What takes more energy is using muscles in an unfamiliar orientation. They are not trained for this motion and will do it less efficiently, using more energy. On top of that, on a snowboard, you’ll spend more time getting back up on your feet – an energy-intensive expenditure.
Reason 5: Popularity
Snowboarding is big in the USA, but globally skiing is much more popular. This enhances the chance of finding people to join you on your snow adventure. While this does not speak to a technical difference between the two activities, it does affect the chance of you actually getting to do the activity, as that is often socially constrained.
A further advantage of the popularity gap is that it is easier to get practical information and advice, as there is a larger community to draw on for tips and experience.
Reason 6: Child-Friendliness
Skiing has a slight edge here. While children can do both activities, the first skiing lessons start as early as the age of three. For snowboarding, the starting age is eight. The popularity of skiing implies that there are more tuition options for child skiers.
This is another case where the familiarity of skis is relevant, as many three and four-year-olds can have fun by simply playing in the snow with their skis on.
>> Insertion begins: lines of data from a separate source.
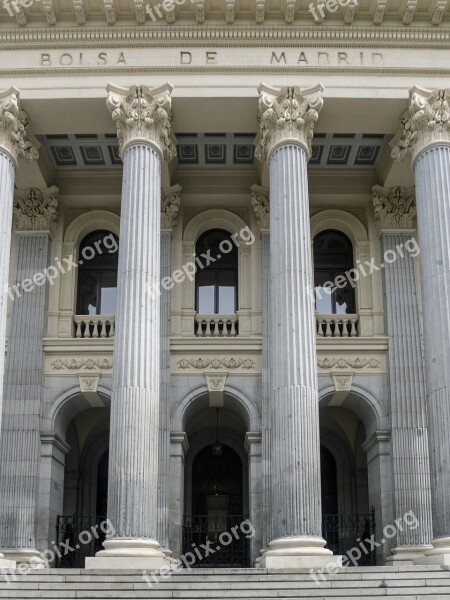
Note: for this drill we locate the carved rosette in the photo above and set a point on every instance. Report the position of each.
(142, 114)
(170, 206)
(13, 127)
(426, 122)
(395, 208)
(35, 210)
(286, 116)
(260, 202)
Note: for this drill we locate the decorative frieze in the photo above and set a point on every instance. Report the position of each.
(260, 203)
(142, 114)
(216, 363)
(395, 208)
(425, 122)
(348, 362)
(170, 206)
(35, 210)
(13, 127)
(64, 365)
(286, 115)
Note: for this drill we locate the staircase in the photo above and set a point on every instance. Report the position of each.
(405, 583)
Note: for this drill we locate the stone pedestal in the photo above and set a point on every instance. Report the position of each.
(426, 137)
(13, 145)
(143, 119)
(287, 119)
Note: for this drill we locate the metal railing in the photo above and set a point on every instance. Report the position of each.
(204, 529)
(68, 530)
(342, 533)
(337, 325)
(216, 325)
(101, 326)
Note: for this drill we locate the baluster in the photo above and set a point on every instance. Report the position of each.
(208, 328)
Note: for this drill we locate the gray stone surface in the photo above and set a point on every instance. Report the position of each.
(20, 442)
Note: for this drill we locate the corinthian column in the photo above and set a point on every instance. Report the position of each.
(287, 120)
(395, 212)
(143, 118)
(34, 213)
(13, 145)
(425, 137)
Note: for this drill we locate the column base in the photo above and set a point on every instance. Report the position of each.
(26, 557)
(406, 555)
(129, 553)
(302, 552)
(439, 554)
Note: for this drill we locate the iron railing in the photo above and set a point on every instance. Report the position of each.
(222, 534)
(77, 538)
(342, 533)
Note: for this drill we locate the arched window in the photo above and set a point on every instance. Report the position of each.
(97, 274)
(216, 285)
(333, 257)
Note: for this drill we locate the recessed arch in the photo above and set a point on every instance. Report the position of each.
(91, 221)
(234, 400)
(212, 219)
(340, 220)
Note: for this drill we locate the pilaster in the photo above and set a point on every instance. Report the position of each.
(287, 118)
(425, 136)
(395, 213)
(14, 144)
(143, 118)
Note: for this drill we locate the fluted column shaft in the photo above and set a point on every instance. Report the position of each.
(410, 456)
(20, 444)
(7, 174)
(132, 497)
(296, 504)
(432, 175)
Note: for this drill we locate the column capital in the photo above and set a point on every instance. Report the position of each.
(13, 127)
(425, 123)
(143, 114)
(286, 115)
(34, 209)
(260, 203)
(170, 207)
(395, 208)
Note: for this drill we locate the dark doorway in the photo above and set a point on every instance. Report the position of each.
(217, 509)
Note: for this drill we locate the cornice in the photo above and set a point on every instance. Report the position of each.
(237, 35)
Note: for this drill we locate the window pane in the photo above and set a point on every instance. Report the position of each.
(109, 293)
(205, 291)
(87, 293)
(227, 292)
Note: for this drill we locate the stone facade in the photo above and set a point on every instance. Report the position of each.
(327, 407)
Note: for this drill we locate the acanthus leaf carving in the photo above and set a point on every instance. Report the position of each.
(286, 115)
(395, 208)
(35, 210)
(142, 114)
(425, 122)
(216, 363)
(13, 127)
(348, 362)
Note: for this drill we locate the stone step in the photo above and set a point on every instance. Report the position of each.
(370, 583)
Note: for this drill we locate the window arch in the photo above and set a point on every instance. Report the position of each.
(333, 257)
(216, 284)
(97, 274)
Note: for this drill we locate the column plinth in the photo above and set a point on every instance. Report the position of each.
(13, 145)
(143, 122)
(287, 118)
(426, 137)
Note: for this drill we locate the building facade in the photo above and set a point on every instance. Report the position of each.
(270, 344)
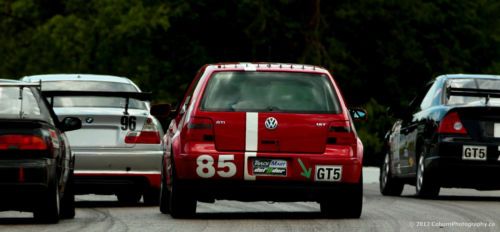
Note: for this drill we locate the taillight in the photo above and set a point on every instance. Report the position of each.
(451, 124)
(200, 129)
(22, 142)
(340, 132)
(148, 135)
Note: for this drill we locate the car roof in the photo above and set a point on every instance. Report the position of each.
(467, 76)
(77, 77)
(11, 81)
(266, 66)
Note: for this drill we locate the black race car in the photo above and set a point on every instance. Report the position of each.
(449, 137)
(36, 165)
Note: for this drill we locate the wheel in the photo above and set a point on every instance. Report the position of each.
(164, 197)
(182, 205)
(346, 205)
(426, 188)
(49, 209)
(389, 186)
(151, 196)
(131, 197)
(68, 200)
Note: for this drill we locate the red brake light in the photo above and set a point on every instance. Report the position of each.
(148, 135)
(22, 142)
(340, 132)
(200, 129)
(451, 124)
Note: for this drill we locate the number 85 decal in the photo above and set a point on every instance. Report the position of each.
(206, 167)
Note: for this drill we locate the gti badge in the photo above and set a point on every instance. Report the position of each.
(89, 120)
(271, 123)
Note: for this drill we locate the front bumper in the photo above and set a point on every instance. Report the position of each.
(108, 171)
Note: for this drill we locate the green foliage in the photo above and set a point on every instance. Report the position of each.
(380, 51)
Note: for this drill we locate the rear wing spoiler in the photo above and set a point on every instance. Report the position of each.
(469, 92)
(142, 96)
(20, 85)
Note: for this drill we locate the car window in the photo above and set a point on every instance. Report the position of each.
(472, 83)
(270, 91)
(12, 106)
(105, 102)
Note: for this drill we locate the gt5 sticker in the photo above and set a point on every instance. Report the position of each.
(205, 166)
(328, 173)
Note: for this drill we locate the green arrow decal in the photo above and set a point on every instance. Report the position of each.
(305, 172)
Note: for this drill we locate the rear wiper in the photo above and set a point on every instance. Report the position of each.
(272, 108)
(21, 113)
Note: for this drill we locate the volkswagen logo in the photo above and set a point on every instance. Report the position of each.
(271, 123)
(89, 120)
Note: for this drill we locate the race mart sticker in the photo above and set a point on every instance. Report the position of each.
(269, 167)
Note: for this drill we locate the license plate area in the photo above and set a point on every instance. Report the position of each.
(474, 153)
(330, 173)
(269, 167)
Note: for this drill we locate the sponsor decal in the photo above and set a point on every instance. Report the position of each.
(271, 123)
(271, 167)
(89, 120)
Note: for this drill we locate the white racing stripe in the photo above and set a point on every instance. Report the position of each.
(251, 138)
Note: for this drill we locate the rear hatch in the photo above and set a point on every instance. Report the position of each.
(103, 127)
(294, 133)
(270, 111)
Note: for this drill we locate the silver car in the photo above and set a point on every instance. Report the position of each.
(119, 148)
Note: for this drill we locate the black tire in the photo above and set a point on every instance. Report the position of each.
(425, 186)
(151, 196)
(389, 186)
(348, 204)
(68, 200)
(164, 196)
(131, 197)
(182, 204)
(48, 211)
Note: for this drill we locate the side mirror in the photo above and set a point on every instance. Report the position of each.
(358, 114)
(70, 123)
(161, 110)
(400, 112)
(162, 113)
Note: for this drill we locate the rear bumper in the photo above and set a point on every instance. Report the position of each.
(452, 172)
(447, 165)
(298, 166)
(22, 182)
(108, 171)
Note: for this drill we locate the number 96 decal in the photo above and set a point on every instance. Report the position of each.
(206, 167)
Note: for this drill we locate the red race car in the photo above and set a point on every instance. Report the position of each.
(263, 132)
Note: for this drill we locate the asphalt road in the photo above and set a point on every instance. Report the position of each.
(454, 210)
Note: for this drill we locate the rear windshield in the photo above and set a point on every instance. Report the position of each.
(12, 106)
(472, 83)
(105, 102)
(270, 92)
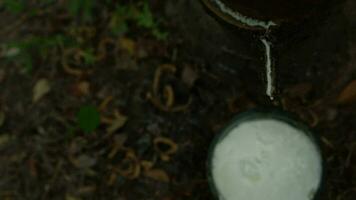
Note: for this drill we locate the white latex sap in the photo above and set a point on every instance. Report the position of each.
(266, 159)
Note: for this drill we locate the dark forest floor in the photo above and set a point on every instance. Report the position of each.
(159, 80)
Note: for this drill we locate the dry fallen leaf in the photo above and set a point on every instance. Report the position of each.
(41, 88)
(83, 161)
(189, 76)
(70, 197)
(157, 174)
(348, 94)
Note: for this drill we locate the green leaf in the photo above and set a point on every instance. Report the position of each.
(145, 18)
(81, 8)
(88, 119)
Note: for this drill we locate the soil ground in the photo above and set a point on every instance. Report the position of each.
(161, 102)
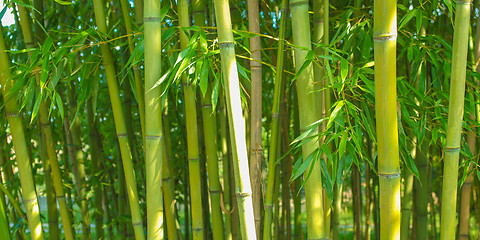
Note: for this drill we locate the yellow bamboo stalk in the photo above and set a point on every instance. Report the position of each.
(455, 119)
(385, 42)
(13, 115)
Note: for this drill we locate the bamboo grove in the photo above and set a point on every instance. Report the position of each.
(275, 119)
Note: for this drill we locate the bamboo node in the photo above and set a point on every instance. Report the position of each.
(214, 191)
(452, 149)
(242, 195)
(120, 135)
(389, 175)
(226, 44)
(385, 37)
(154, 137)
(11, 114)
(152, 19)
(298, 3)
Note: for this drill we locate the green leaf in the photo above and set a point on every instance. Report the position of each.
(63, 2)
(301, 169)
(344, 67)
(334, 113)
(342, 145)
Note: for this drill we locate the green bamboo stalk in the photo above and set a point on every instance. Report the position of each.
(4, 223)
(192, 132)
(52, 213)
(110, 73)
(308, 103)
(94, 139)
(385, 34)
(47, 134)
(210, 136)
(78, 167)
(236, 122)
(275, 124)
(7, 170)
(209, 126)
(464, 214)
(256, 153)
(224, 155)
(406, 204)
(4, 233)
(18, 137)
(168, 193)
(455, 119)
(140, 92)
(153, 121)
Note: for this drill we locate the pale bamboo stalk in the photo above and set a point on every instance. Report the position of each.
(236, 122)
(192, 133)
(224, 154)
(14, 118)
(256, 153)
(308, 104)
(275, 124)
(455, 119)
(140, 91)
(95, 144)
(167, 180)
(47, 134)
(120, 127)
(385, 36)
(153, 120)
(52, 212)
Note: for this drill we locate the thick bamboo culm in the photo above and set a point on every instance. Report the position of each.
(192, 133)
(210, 132)
(385, 44)
(464, 213)
(153, 119)
(47, 134)
(120, 126)
(236, 122)
(256, 153)
(275, 124)
(13, 116)
(167, 180)
(455, 119)
(308, 104)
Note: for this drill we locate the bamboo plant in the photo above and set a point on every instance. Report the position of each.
(236, 122)
(385, 34)
(120, 125)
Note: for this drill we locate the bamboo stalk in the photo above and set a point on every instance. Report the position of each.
(47, 134)
(275, 124)
(256, 154)
(385, 34)
(224, 155)
(464, 214)
(192, 133)
(308, 103)
(153, 121)
(21, 152)
(236, 122)
(455, 119)
(120, 126)
(167, 180)
(94, 139)
(52, 214)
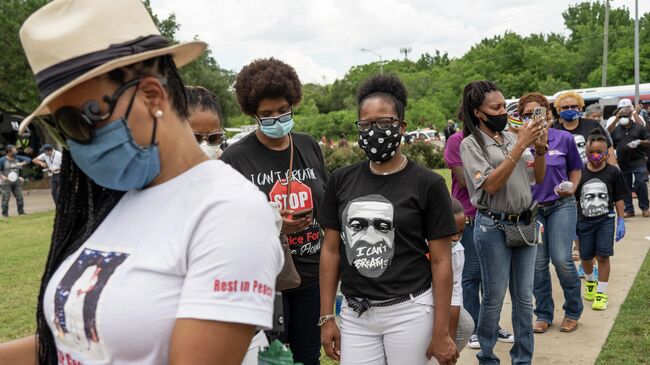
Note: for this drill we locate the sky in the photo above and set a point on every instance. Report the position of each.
(322, 39)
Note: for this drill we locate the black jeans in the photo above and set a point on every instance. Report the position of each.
(301, 310)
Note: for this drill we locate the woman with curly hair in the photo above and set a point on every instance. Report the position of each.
(381, 217)
(288, 168)
(557, 212)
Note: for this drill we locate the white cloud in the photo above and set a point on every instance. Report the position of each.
(323, 39)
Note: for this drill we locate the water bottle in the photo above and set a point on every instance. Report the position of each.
(530, 165)
(276, 354)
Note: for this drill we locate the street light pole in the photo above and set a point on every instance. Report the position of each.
(381, 61)
(636, 53)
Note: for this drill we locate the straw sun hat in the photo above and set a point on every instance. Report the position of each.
(68, 42)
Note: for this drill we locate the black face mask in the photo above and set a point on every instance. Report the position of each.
(496, 123)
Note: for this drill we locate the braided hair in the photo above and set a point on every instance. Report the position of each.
(473, 97)
(83, 205)
(387, 87)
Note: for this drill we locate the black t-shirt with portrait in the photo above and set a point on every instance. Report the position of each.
(599, 190)
(630, 158)
(268, 170)
(385, 222)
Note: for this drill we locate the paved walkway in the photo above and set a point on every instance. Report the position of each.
(553, 347)
(583, 345)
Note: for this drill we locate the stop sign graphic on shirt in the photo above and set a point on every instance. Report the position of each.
(300, 199)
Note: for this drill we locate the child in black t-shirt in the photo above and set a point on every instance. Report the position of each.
(601, 189)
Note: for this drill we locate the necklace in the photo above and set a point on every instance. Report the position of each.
(398, 169)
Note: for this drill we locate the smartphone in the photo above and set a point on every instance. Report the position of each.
(301, 214)
(540, 114)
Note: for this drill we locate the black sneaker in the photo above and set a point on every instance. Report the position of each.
(505, 336)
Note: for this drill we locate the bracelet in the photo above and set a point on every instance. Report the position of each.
(325, 318)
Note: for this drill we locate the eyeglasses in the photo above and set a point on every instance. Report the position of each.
(567, 107)
(79, 125)
(214, 138)
(269, 121)
(381, 225)
(381, 123)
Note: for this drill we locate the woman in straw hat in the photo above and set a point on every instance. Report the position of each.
(148, 265)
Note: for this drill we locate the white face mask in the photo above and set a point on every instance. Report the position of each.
(214, 152)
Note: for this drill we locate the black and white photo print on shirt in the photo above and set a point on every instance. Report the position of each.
(594, 199)
(369, 234)
(76, 299)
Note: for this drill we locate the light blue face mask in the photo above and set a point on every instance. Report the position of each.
(278, 129)
(113, 159)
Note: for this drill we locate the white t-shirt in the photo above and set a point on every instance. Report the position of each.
(457, 263)
(53, 162)
(203, 245)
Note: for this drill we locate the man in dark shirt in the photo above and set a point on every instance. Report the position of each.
(630, 140)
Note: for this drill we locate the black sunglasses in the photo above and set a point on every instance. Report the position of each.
(214, 138)
(79, 125)
(269, 121)
(381, 123)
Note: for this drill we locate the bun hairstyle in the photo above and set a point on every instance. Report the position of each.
(596, 135)
(387, 87)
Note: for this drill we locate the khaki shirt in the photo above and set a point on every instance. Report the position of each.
(515, 196)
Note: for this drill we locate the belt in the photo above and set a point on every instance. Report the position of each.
(508, 217)
(361, 305)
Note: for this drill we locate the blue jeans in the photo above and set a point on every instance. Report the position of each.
(635, 181)
(471, 275)
(559, 222)
(502, 267)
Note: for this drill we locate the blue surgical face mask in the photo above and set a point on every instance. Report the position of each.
(113, 159)
(569, 115)
(278, 129)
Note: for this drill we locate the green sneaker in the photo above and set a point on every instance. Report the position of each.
(590, 290)
(600, 303)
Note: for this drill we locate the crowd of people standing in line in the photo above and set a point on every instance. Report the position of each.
(162, 236)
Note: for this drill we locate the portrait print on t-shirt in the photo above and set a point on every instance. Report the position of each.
(594, 199)
(369, 234)
(76, 299)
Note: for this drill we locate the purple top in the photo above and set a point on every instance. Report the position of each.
(562, 157)
(452, 159)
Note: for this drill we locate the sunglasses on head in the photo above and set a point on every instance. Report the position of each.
(269, 121)
(79, 125)
(213, 138)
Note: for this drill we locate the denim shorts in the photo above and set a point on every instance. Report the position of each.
(596, 236)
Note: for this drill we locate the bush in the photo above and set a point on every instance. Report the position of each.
(427, 155)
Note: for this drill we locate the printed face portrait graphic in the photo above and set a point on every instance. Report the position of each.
(76, 299)
(581, 143)
(594, 199)
(369, 234)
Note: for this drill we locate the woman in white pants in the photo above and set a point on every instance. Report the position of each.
(381, 217)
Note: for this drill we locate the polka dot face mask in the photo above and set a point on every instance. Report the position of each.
(380, 145)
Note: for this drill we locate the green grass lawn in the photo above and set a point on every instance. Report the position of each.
(25, 240)
(24, 244)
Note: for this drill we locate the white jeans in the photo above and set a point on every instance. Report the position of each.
(258, 343)
(396, 335)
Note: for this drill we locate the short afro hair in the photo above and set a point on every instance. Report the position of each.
(532, 98)
(388, 87)
(267, 78)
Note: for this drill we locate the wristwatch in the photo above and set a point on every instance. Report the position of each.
(325, 318)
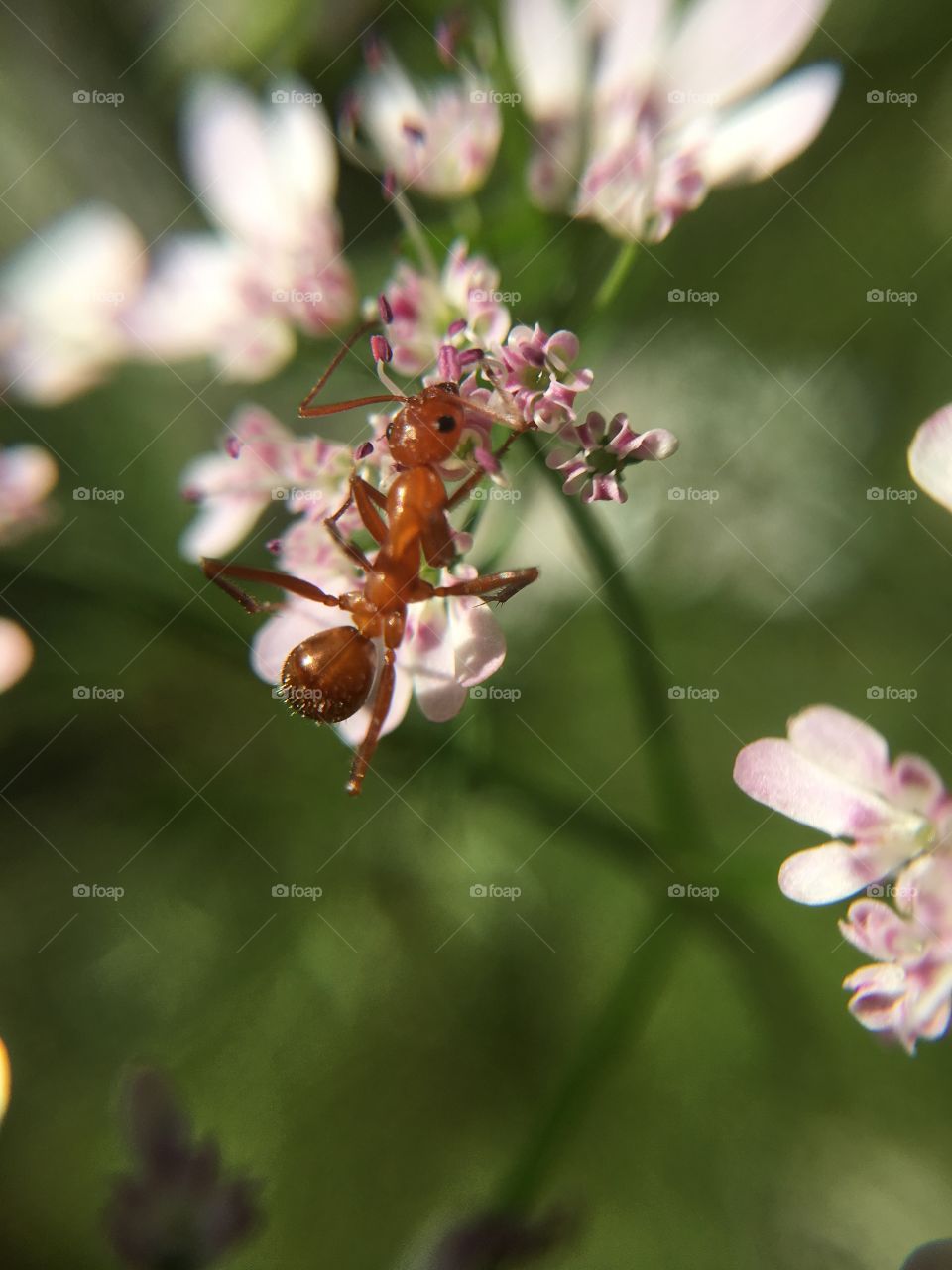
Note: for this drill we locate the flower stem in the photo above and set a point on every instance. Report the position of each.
(635, 991)
(616, 276)
(670, 779)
This is not an option for baby snowboarders.
Reason 7: Poles
You can’t use poles with a snowboard. These are great mobility crutches that help a skier wend her way down a mountain. They’re usable on the catwalks connecting adjacent trains when deceleration is required. Or when you need to accelerate, which you do by pushing down on the poles.
Poles give skiers more control, which snowboarders can achieve only with body weight. Users do have to manage the risks associated with poles, which can cause injury in the event of a crash and end up getting lost.
Reason 8: Time
Snowboarding takes a longer time to cultivate a basic level of mobility. This means that if you’re a total newbie and training for an upcoming holiday, skiing is likelier an easier choice than snowboarding. You get to spend proportionately a smaller time learning the activity, with more remaining holiday in which to enjoy the slopes.
This consideration also applies to recurring holidays, as skills learned can fall away without practice, leaving you an effective beginner each time you return to your snow holiday.
How To Choose Between Snowboarding And Skiing
By considering your goals and circumstances, the factors above can be weighted to point in the right direction. Key decision factors are:
- Personal goals: What you want to do in the snow might determine which activity is better.
- Patience: If you want a quick payoff with little falling, skiing will be a better bet.
- Perfection: If high-performance matters, you’re much likelier to get there soon with snowboarding.
- Price: If you’re on a budget, money matters, and again snowboarding will provide an advantage.
- Context: Several of the factors above are contextual, pointing to the need to weigh your individual circumstances.
Conclusion
Snowboarding is easier than skiing. But that’s not the end of the story, snowboarding can be hard to learn. Having regard to the points above and taking stock of your own circumstances, the choice you make isn’t clear. What’s more – you don’t have to choose, and with minimal dedication, the best of both worlds could open up to you.